Superstorm Sandy has been listed as the second most costly storm, with Hurricane Katrina taking the number one position, and now the federal court system is starting to reflect the large number of improperly handled claims. The number of court cases is making the news in New York, where, thus far, most of the cases seem to be filed in the Eastern District Federal Court in Brooklyn, New York.

Merlin Law Group’s own Javier Delgado was interviewed in New York Law Journal article, Eastern District Awash in Sandy Insurance Cases.1 Since over 800 Superstorm Sandy coverage cases are currently pending in the Eastern District of New York, Chief Judge Amon is deciding the best way for the court to handle all of these cases. Thus far, Judge Amon has opened In re Hurricane Sandy Cases 14mc41, and assigned three magistrate judges to become involved.
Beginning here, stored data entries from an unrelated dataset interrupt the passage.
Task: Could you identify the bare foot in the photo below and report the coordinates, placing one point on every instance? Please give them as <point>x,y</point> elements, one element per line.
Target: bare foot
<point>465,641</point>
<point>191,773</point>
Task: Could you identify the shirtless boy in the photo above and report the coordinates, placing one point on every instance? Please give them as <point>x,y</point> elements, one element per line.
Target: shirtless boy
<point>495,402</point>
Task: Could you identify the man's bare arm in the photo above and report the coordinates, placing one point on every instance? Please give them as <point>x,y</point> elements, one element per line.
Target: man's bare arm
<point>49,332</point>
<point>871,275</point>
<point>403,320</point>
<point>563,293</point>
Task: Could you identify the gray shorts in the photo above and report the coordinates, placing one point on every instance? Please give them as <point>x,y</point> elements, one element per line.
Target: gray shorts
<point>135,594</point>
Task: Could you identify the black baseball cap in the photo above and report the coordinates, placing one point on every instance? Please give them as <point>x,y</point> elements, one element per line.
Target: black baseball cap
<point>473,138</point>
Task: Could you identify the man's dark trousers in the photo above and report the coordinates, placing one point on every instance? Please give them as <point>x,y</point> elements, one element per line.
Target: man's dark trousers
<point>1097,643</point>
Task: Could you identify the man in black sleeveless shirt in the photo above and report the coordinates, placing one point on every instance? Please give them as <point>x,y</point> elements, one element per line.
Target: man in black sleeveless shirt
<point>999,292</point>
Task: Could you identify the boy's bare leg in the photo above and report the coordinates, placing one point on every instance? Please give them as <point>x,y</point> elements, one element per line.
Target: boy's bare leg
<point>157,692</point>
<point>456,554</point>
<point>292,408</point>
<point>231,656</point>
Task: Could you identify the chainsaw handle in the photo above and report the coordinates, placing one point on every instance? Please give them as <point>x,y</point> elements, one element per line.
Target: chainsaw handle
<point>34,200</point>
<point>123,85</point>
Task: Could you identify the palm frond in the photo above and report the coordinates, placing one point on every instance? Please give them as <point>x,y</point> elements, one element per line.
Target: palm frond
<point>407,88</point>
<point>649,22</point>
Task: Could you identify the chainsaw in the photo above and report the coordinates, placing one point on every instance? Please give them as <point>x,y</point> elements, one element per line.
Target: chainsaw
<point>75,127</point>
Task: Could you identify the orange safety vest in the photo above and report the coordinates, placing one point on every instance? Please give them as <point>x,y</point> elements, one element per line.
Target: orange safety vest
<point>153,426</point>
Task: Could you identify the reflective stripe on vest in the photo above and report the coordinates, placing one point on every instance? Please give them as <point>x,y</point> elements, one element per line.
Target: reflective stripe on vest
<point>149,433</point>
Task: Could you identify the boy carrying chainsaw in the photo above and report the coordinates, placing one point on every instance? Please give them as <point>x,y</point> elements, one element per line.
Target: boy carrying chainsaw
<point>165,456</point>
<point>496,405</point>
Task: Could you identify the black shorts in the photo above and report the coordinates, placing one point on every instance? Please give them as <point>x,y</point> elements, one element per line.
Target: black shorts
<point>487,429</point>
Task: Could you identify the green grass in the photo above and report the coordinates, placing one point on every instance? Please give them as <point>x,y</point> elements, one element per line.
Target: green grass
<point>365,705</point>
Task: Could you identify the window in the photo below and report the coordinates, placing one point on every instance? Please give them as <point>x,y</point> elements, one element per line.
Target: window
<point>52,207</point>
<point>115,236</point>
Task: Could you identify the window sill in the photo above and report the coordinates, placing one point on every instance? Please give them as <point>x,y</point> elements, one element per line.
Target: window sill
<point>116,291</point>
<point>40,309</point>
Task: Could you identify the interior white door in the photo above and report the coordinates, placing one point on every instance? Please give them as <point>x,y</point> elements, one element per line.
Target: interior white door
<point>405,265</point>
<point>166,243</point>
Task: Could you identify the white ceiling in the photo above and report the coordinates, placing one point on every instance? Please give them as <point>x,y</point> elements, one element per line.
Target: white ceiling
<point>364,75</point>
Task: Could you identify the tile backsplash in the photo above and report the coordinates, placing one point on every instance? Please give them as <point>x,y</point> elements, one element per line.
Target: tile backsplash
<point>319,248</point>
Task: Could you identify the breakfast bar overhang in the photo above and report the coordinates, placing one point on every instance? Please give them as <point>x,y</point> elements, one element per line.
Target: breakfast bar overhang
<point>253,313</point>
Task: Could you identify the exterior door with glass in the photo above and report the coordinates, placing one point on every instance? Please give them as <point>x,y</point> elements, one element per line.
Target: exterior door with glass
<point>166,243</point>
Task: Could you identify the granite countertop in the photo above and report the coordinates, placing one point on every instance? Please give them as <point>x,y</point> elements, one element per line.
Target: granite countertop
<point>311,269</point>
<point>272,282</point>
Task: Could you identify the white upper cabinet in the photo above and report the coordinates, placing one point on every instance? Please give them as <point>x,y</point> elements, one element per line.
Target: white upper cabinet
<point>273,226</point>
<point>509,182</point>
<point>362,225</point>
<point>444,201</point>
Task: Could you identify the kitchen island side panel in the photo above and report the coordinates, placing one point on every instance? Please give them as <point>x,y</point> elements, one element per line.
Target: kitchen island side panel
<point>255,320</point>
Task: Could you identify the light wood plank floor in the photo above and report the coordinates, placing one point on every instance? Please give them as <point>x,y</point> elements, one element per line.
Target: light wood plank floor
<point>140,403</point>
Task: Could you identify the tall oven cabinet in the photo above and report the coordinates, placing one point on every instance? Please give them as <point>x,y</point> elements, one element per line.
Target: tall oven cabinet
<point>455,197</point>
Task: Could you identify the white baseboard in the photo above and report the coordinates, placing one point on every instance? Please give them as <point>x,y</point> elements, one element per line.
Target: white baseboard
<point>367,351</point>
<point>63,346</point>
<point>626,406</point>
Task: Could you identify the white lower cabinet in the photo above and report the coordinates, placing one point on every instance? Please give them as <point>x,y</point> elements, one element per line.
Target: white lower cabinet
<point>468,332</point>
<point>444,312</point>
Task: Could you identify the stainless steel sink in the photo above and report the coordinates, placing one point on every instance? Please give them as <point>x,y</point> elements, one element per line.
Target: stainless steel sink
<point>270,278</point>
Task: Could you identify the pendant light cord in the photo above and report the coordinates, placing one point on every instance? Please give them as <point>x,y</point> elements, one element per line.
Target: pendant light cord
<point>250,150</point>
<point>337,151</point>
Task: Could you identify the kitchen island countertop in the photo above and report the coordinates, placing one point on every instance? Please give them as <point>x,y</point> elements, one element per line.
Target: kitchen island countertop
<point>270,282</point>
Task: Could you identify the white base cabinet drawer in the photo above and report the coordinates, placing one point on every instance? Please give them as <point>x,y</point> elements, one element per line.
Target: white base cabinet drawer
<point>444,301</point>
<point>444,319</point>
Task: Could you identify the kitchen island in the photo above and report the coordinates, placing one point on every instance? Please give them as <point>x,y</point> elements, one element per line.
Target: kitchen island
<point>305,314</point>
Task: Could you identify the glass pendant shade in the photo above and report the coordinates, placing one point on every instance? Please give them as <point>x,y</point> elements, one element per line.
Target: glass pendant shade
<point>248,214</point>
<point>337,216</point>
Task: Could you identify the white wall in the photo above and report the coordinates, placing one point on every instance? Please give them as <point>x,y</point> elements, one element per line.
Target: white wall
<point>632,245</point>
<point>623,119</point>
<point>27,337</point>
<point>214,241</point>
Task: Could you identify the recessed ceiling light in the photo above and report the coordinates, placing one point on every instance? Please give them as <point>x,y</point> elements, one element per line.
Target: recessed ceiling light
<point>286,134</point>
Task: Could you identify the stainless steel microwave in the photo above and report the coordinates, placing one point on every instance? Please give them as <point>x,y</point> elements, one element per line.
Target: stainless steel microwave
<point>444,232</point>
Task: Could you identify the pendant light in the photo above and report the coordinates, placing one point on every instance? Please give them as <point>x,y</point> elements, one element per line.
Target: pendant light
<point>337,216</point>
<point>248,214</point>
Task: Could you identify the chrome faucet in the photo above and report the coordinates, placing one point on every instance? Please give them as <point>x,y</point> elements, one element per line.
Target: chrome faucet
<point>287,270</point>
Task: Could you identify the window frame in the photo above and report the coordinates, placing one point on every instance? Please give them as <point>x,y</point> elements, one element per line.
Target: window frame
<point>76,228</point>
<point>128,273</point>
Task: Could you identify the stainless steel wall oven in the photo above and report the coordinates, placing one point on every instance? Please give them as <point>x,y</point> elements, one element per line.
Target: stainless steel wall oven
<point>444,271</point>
He convened the lawyers early this month.

The trio – Magistrate Judges Cheryl Pollak, Gary Brown, and Ramon Reyes, Jr. – has submitted a case management plan to address matters such as discovery schedules and settlement discussions. The Eastern District’s Board of Judges, comprised of all the jurisdiction’s judges, is now reviewing the proposal and will approve the final order

While many policyholders tried the alternative resolution process of mediation with the Department of Financial Services, as of February 10th, only 1460 out of 2708 claims settled with this program.

Benjamin Rajotte, director of the disaster relief clinic at Touro College Jacob D. Fuchsberg Law Center, said:

[T]he main problems are, the insurers are undervaluing what everyone – the homeowner, the public adjuster – has agreed has been damaged. And number two, they’re not considering the proper scope of repairs – what it would take to fix it.

In the article, Javier discussed the state of litigation in New York, and described details of the improperly paid claim of his client, a neuroradiologist:

Javier Delgado of the Merlin Law Group said there could be more suits to come. With main offices in Tampa but also locations including New York and New Jersey, the firm is representing commercial and residential plaintiffs in "several hundred" Sandy cases that are mostly in federal court.

Though some insurance policies on wind storm damage have a one-year window on when its determination can be challenged, Delgado said the "norm" is a two- year statute of limitations.

Despite the possibility of more lawsuits, Delgado, a former adjuster and insurance defense attorney, said t here is a "huge percentage of attrition" between policyholders who are denied and those who press on in court.

That drop-off, he said, was attributable to a possible plaintiff’s flagging will and also the fact that "some people don’t even have the time."

One of Delgado’s client’s, Dr. Harold Parnes, a certified diagnostic radiologist and neuroradiologist in Brooklyn, had three policies on his business through CNA and put in a claim after getting 40 inches of sewage in the office building’s basement.

Parnes said he put in a claim for "millions of dollars" but has only received a "small percentage."

How will the cases in the Eastern District be handled?

Accordingly to the article,

[A]bout 250 attorneys trekked and trudged through cold, snowy weather on Feb. 5 to the Eastern District’s ceremonial courtroom from as far away as Louisiana to discuss how to handle the cases.

Prior to the proceedings, the magistrate judges sought input from the attorneys on potential grouping or streamlining. Yet by and large, attorneys for both the plaintiffs and defense urged against grouping, saying the cases were too individual.

Just yesterday, the magistrate judges entered Case Management Order No. 1, giving an update that Merlin Law Group’s own Javier Delgado was named as Plaintiffs Liason Counsel along with Tracey Rannals Bryan of Gauthier, Houghtaling & Williams. The two will coordinate efforts of all policyholders with the case management plan established by the magistrates.

1 Andrew Keshner and Tania Karas, New York Law Journal, February 13, 2014. (paid subscription required).